Arrivare a metà del mandato senza aver concluso la bonifica dell’area e senza certezze sul progetto per il nuovo quartiere non è un risultato di cui andare fieri. Il sindaco Mario Lucini, ne siamo certi, sperava di riuscire a ottenere qualcosa di più, in due anni e mezzo di lavoro, quando parlava dello scandalo Ticosa in campagna elettorale. Rileggere oggi le tappe della telenovela sull’area dell’ex fabbrica, chiusa da 32 anni, mette i brividi ma dev’essere anche una lezione per evitare di commettere altri errori. La ferita va chiusa una volta per tutte. Perché nel passato non solo si è sbagliato, gli amministratori hanno anche perseverato. Nella migliore delle ipotesi diabolici, come vuole l’aforisma, nella peggiore incapaci e poco limpidi. Abbiamo ricostruito tempi e costi della bonifica, potete leggerne in Cronaca, convinti che sia quanto mai opportuno ricordare a tutti come si è arrivati a questo punto. Lo stesso Lucini, forse il primo a denunciare - quando sedeva all’opposizione - che i costi per la bonifica sarebbero aumentati rispetto al piano iniziale (rivelatosi inadeguato, per usare un eufemismo), oggi da sindaco promette che analizzerà ogni aspetto «per verificare se sussistano o meno responsabilità legate alle previsioni sbagliate». Giusto e doveroso. Ma sarà un’operazione credibile solo se questa amministrazione riuscirà, nel giro di pochi mesi, a chiudere il cantiere per la “pulizia” del terreno e accordarsi con i privati dando un futuro all’immensa spianata tra via Regina e via Grandi.

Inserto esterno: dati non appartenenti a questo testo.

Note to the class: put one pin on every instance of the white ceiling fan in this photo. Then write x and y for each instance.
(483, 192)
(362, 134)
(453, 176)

L’errore che si può imputare al Comune, sul fronte della bonifica, è quello di aver sbagliato (ci risiamo) i conti, o quantomeno di essersi fatto trovare impreparato quando è emersa l’esigenza di trovare altre risorse per finire i lavori. Sì, perché a palazzo possono chiamare in causa fin che vogliono il patto di stabilità, meccanismo che impedisce ai Comuni di investire buona parte dei soldi in cassa, ma questa assurda norma non basta a spiegare la situazione di stallo in cui si trova, di nuovo, l’ex Ticosa. Pagare aziende e fornitori è diventato un problema enorme per tutte le amministrazioni locali, è vero, tuttavia con una lista di priorità ben chiara in testa non è impossibile indirizzare risorse sulle questioni più importanti. E invece siamo qui a raccontarvi che da mesi la bonifica è ferma perché i 350mila euro necessari per finire l’opera sono bloccati, la Ragioneria non può liberarli se non si toglie una cifra identica da altri capitoli, rinviando gli interventi previsti. Per dirla in poche parole: è mancata la programmazione.
Sicuramente qualcuno ha sbagliato, in Comune, ma poca importa - adesso - scatenare la caccia al colpevole (c’è chi accusa l’assessore Magatti, chi se la prende con gli uffici, altri puntano il dito contro il sindaco che ha la delega al Bilancio). Bisogna rimediare, e in fretta.
L’altro capitolo riguarda il progetto per un nuovo quartiere nella maxi area. Qui molto dipende dalla proposta che la società Multi depositerà a Palazzo Cernezzi nelle prossime ore: se sarà convincente in termini di contenuti e capace di scongiurare altri contenziosi, la strada si farà in discesa. In caso contrario la palla tornerà ai nostri amministratori. Dovranno farsi trovare pronti, con un’idea alternativa nel cassetto, credibile e realizzabile. Altrimenti la ferita della Ticosa continuerà a sanguinare. Como non se lo merita, ha già sofferto a sufficienza. L’agonia iniziata nove anni fa può e deve trasformarsi in rinascita.